Japanese researchers report a new ion detector, MARIO. Using it, they show that changes in the intracellular concentration of free magnesium ions (Mg2+) is critical for the chromosome folding that must occur for cells to divide. The findings, which can be read in Current Biology, provide a new mechanism for chromosome organization.
Cell division is essential for new cells to form in the body, be it during normal growth or to repair lost or damaged cells. During cell division, chromosomes begin to condense and remain so until the division is complete. A number of proteins in the cell control the condensation, but so too do free ions such as Mg2+.
"Chromosomes are negatively charged. Free cations like Mg2+ neutralize the charge so that the chromosomes can condense during cell division," explains Prof. Kazuhiro Maeshima at the National Institute of Genetics (NIG), who studies the 3-D dynamics of DNA and led the study.
Although it is known that Mg2+ might have an important role in chromosome rearrangement, quantitatively measuring Mg2+ concentration during cell division has been a challenge. Prof. Maeshima therefore teamed with Osaka University Prof. Takeharu Nagai, a leader in the development of chemical probes for intracellular signaling. Together, they formulated MARIO (Magnesium Ratiometric Indicator for Optical Imaging), a fluorescent probe that measures Mg2+ concentration.
MARIO is based on a calcium indicator known as YC3.60 and is composed of enhanced cyan fluorescent protein, the yellow fluorescent protein VENUS, and a Mg2+-binding domain found in bacteria known as CorA. Mg2+ binding to CorA causes a structural change in MARIO that changes the fluorescence signal.
"We could improve MARIO's performance, both in terms of Mg2+affinity and dynamic range, by truncating CorA and by introducing random mutations into the structure," says Nagai.
Mg2+ itself is abundant in the cell, but not in free form. Instead it is usually captured by ATP. Using MARIO, the researchers found that during cell division, free Mg2+ greatly increases, enabling the chromosomes to condense. The increase peaked during the transition from metaphase to anaphase, which marks the period in cell division that the cell membrane begins showing signs of breaking into two cells.
"We found a clear relationship between ATP levels and free Mg2+," says Maeshima. "The less ATP, the more Mg2+ and the more chromosome condensation. If we decrease ATP levels, then chromosomes even more condense. We propose a novel mechanism by which dynamics are regulated during cell division, in which ATP-bound Mg2+is released by the hydrolysis of ATP."

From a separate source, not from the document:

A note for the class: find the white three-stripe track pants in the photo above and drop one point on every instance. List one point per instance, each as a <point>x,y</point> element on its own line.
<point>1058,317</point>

Because cell division is an energy intensive event, it is presumed that the cell will consume more ATP.
"We are not sure what causes the ATP demand. But a number of actions are taken during cell division, so we are not surprised to see Mg2+ levels increase.
A number of diseases like cancer are caused by abnormalities in cell division. We expect that understanding how chromosome condensation is regulated will help us understand how these diseases develop and possible ways to treat them," says Maeshima.